A rational expression is a fraction involving polynomials, where the polynomial in the denominator is not zero. Just like a fraction involving numbers, a rational expression can be simplified, multiplied, and divided. The rules for performing these operations often mirror the rules for simplifying, multiplying, and dividing fractions. Performing these operations on rational expressions often involves factoring polynomial expressions out of the numerator and denominator.

Simplifying a Rational Expression

Rational expressions can be simplified by factoring the numerator and denominator where possible, and canceling terms. 

As a first example, consider the rational expression $\frac { 3x^3 }{ x }$. This can be simplified by canceling out one factor of $x$ in the numerator and denominator, which gives the expression $3x^2$.

Note that the domain of the equation $f(x) = \frac{3x^3}{x}$ does not include $x=0$, as this would cause division by $0$. The latter form is a simplified version of the former graphically.

Consider a more complicated example:

$\displaystyle \frac { x^2+5x+6 }{ 2x^2+5x+2 }$

This expression must first be factored to provide the expression

$\displaystyle \frac {(x+2)(x+3)}{(2x+1)(x+2)}$

which, after canceling the common factor of $(x+2)$ from both the numerator and denominator, gives the simplified expression

$\displaystyle \frac {x+3}{2x+1}$

Multiplying Rational Expressions

Rational expressions can be multiplied and divided in a similar manner to fractions. Recall that when two fractions are multiplied together, their numerators are multiplied to yield the numerator of their product, and their denominators are multiplied to yield the denominator of their product.
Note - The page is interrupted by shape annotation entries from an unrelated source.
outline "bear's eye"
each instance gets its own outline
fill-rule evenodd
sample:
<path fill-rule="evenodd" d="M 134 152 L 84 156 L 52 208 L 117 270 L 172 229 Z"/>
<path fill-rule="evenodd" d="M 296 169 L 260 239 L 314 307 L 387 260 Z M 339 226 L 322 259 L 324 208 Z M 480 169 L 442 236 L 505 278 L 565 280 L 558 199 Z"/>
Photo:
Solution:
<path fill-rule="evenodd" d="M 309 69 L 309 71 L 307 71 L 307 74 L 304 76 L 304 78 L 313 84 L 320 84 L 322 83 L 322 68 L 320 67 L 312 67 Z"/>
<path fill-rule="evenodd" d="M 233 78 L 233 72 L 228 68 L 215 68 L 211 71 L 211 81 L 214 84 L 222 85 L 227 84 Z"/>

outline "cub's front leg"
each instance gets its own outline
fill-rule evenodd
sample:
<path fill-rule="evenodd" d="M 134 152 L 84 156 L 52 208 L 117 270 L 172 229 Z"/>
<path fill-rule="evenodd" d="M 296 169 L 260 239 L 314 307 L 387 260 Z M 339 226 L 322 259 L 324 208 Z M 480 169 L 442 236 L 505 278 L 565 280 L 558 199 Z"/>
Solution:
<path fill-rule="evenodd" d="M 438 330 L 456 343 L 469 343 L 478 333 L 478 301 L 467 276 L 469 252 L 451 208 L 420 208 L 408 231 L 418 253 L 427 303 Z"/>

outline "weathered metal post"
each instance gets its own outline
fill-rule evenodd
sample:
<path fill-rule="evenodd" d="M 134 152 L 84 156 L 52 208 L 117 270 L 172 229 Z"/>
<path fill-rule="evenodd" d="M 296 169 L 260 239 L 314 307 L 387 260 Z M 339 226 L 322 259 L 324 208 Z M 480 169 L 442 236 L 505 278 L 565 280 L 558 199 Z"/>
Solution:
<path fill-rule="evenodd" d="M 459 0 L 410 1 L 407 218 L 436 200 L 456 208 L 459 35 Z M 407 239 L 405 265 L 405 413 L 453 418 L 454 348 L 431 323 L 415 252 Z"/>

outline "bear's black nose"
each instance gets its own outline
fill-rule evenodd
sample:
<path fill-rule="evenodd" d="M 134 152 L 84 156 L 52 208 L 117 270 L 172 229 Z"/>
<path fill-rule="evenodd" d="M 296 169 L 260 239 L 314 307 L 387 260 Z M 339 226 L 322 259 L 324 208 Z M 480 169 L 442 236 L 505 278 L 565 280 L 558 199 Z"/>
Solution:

For a simple example, consider the following, where a rational expression is multiplied by a fraction of whole numbers:

$\displaystyle \frac {x^2+3}{2x-3} \times \frac{2}{3}$

Following the rule for multiplying fractions, simply multiply their respective numerators and denominators: 

$\displaystyle \frac {2(x^2+3)}{3(2x-3)}$

This can be multiplied through to yield $\displaystyle \frac {2x^2+6}{6x-9}$

Notice that we multiplied the numerators together and the denominators together, but we did not multiply the numerator by the denominator or vice-versa.

We follow the same rules to multiply two rational expressions together. The operations are slightly more complicated, as there may be a need to simplify the resulting expression.

Example 1

Consider the following:

$\displaystyle \frac {x+1}{x-1} \times \frac {x+2}{x+3}$  

Multiplying these two expressions, we have the product:

 $\displaystyle\frac {(x+1)(x+2)}{(x-1)(x+3)}$

Multiplying out the numerator and denominator, this can be written as:

$\displaystyle \frac {x^2+3x+2}{x^2+2x-3}$ 

Notice that this expression cannot be simplified further.

Dividing Rational Expressions

Dividing rational expressions follows the same rules as dividing fractions. Recall the rule for dividing fractions: the dividend is multiplied by the reciprocal of the divisor. The same applies to dividing rational expressions; the first expression is multiplied by the reciprocal of the second.

Example 2

Consider the following:

 $\displaystyle \frac {x+1}{x-1} \div \frac {x+2}{x+3}$

Rather than divide the expressions, we multiply $\displaystyle \frac {x+1}{x-1}$ by the reciprocal of $\displaystyle \frac {x+2}{x+3}$:

$\displaystyle \frac{x+1}{x-1} \times \frac {x+3}{x+2}$

Then, multiplication is carried out in the same way as described above:

$\displaystyle \frac{(x+1)(x+3)}{(x-1)(x+2)} = \frac{x^2 + 3x +3}{x^2 + x - 2}$

The expression cannot be simplified further.